My Saturday, in words and holograms:

*Wake up at noon.
*Go to the Waters' garage sale and buy all of JARED'S Mormon novels about dancing.
*Get a full body massage by a man/boy/infant named Sam.
*Sam forgets to massage my right glute/ass cheek.
*Thanks for nothing, Sam.
*Go to DI, compete with JARED/"Jack" over books.
*Buy a couple of books, including a kick ass/glute Bob Dylan book.
*Go to Will's Pit Stop and buy coffee.
*Drink coffee too soon, burn tongue.
*Go into Borders and disguise coffee as Seattle's Best.
*Fool everyone.
*Read magazines about Vermont, New Mexico, and tattoos.
*Read 30 pages of Franny and Zooey. I have read it a few times before, but man oh man is it good.
*Realize Franny and Zooey is my favorite book, not Catcher in the Rye, although I still think Holden is a gentleman and a scholar.
*Go to my Mom's house and eat some shit.

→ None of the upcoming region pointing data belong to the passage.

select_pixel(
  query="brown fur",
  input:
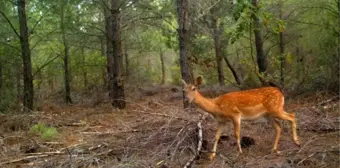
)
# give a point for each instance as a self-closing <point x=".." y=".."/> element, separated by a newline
<point x="249" y="104"/>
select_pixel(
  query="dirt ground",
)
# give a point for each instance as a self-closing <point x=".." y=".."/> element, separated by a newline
<point x="155" y="131"/>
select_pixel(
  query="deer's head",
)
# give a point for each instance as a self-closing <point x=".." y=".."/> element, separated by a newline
<point x="191" y="89"/>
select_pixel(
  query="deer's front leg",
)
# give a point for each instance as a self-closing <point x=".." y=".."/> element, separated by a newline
<point x="220" y="127"/>
<point x="237" y="126"/>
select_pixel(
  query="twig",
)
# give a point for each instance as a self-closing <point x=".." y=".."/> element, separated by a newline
<point x="96" y="147"/>
<point x="323" y="103"/>
<point x="199" y="146"/>
<point x="163" y="115"/>
<point x="312" y="139"/>
<point x="23" y="159"/>
<point x="121" y="132"/>
<point x="306" y="158"/>
<point x="10" y="24"/>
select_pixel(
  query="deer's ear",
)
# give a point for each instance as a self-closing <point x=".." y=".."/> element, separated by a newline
<point x="184" y="83"/>
<point x="198" y="81"/>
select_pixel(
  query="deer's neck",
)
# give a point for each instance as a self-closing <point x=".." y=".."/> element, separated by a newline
<point x="206" y="104"/>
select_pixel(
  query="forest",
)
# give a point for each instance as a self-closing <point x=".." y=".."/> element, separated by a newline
<point x="107" y="83"/>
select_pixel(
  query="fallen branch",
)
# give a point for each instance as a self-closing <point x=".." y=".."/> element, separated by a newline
<point x="306" y="158"/>
<point x="27" y="158"/>
<point x="163" y="115"/>
<point x="199" y="146"/>
<point x="324" y="103"/>
<point x="128" y="131"/>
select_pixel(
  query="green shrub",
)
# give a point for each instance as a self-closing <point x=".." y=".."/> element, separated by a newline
<point x="44" y="131"/>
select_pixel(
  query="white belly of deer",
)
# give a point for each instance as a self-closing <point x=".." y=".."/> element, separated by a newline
<point x="253" y="112"/>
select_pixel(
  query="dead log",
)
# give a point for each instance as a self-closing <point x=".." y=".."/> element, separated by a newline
<point x="199" y="146"/>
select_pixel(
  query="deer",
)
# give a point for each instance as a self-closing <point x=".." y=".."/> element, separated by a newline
<point x="236" y="106"/>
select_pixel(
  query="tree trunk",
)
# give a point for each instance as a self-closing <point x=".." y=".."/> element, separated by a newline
<point x="18" y="82"/>
<point x="184" y="39"/>
<point x="109" y="49"/>
<point x="67" y="76"/>
<point x="84" y="67"/>
<point x="161" y="55"/>
<point x="261" y="58"/>
<point x="0" y="76"/>
<point x="118" y="82"/>
<point x="233" y="71"/>
<point x="218" y="50"/>
<point x="127" y="69"/>
<point x="26" y="56"/>
<point x="281" y="43"/>
<point x="338" y="2"/>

Not actual shit.
*Realize that I say the word "shit" about a million times more than I used to ever since I started dating JARED/"Jack Whatshisname."
*Write a blog post, contemplate my glutes.

LOVE YOU, SICKOS.

Thursday, July 2, 2009

well, folks...

...I will probably be up all night. What in the world is there to do in this town on a Thursday night? Jack and I went to Barnes and Noble. They closed. We are now at the library, but they close in 34 minutes. Wal-Mart (or lovingly referred to as "Shit-Mart" by Jack) may be next... Not because I feel the desire to support soul rotting capitalism, but mostly so we can be in a well-lit place surrounded by soul rotting zoobies in terribly ugly flannel pajama pants (with a rubber duck or frog print). THEN WHERE TO NEXT?!? Most likely home. Read. Write. Discover my Buddha nature. Oh yes, there's always IHOP or Denny's. Can my Buddha nature be found in a Moons Over My Hammy? Dare I say yes. Yes. I dare.

I should probably just take a cocktail of sleeping pills and Xanax instead.

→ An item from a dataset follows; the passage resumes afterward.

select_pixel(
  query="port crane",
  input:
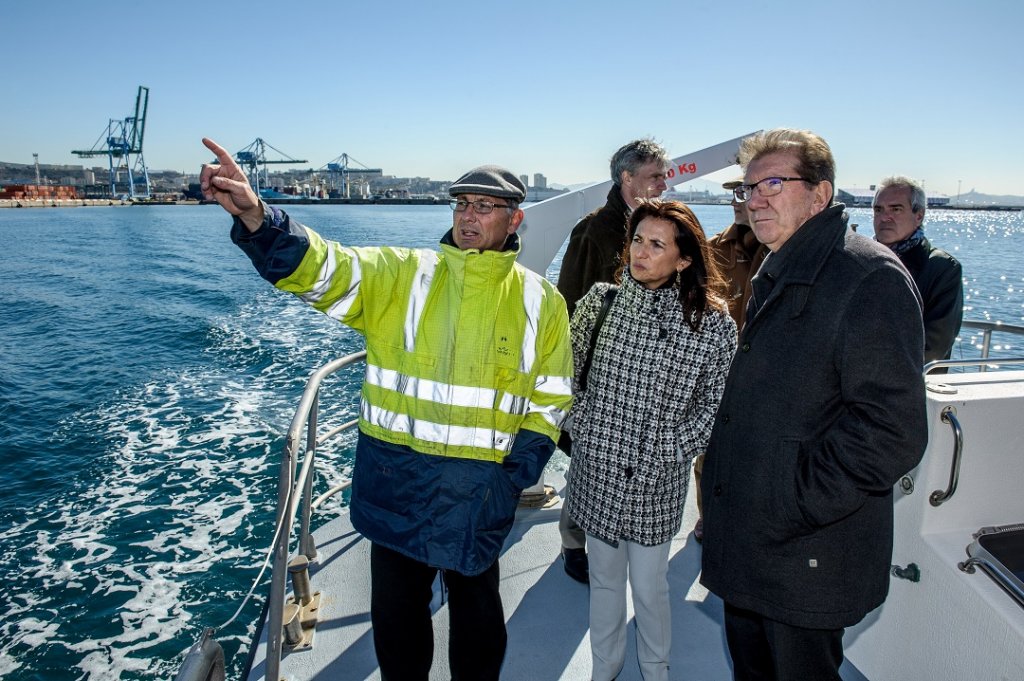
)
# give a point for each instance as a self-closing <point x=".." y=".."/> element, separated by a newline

by far the dumbest post i have posted thus far


Eff you, Papyrus.

Wednesday, July 1, 2009

shorter entry, coming next! with pictures! and uplifting words! don't read this post below! read the one above!

Writer's block is by far one of the most annoying things to happen... ever? to me? when I'm trying to finish this very sentence? Man. Everything I've written lately has been severely subpar.

Very unimportant things that are currently bothering me:

*I hate my profile. As in my actual profile, not my Facebook profile. Although sometimes I hate that profile as well. But right now I like it. But I don't like my actual profile. Did I mention I don't like my profile? God. It doesn't matter.

*I don't know why I am an editor. I think I enjoy being an editor, but I really feel inadequate.

*Eff you, ADHD.

*I miss communicating clearly with others. I constantly feel (cue emo music) misunderstood.

*I am all Buddhist talk and no Buddhist walk. Ridiculous.

*Medication scares the bejesus and bebuddha out of me. I really think it changes personalities. It makes people less playful, more robotic.

Okay.

I have to do this now... Things that are not bothering me and actually make me quite relaxed and happy:

*Girlfriends.

*The library.

*Notebooks.

*Days off. (And although I do not currently work or go to school, I don't often have days off. Off of what, then? Oh, I know, I know. I'll save it for my lock and key journal.)

Cryptic post? I don't want it to be. I am going to copy and paste this and then put it into a word document and then print it off and then crumple it up and then stuff it in my mouth and then realize I hate the taste of computer paper so I take it out of my mouth and uncrumple it and fold it into the shape of a swan and then hitchhike out to the Great Salt Lake and release my paper swan into the lake only to realize that it is a crane and that it won't float.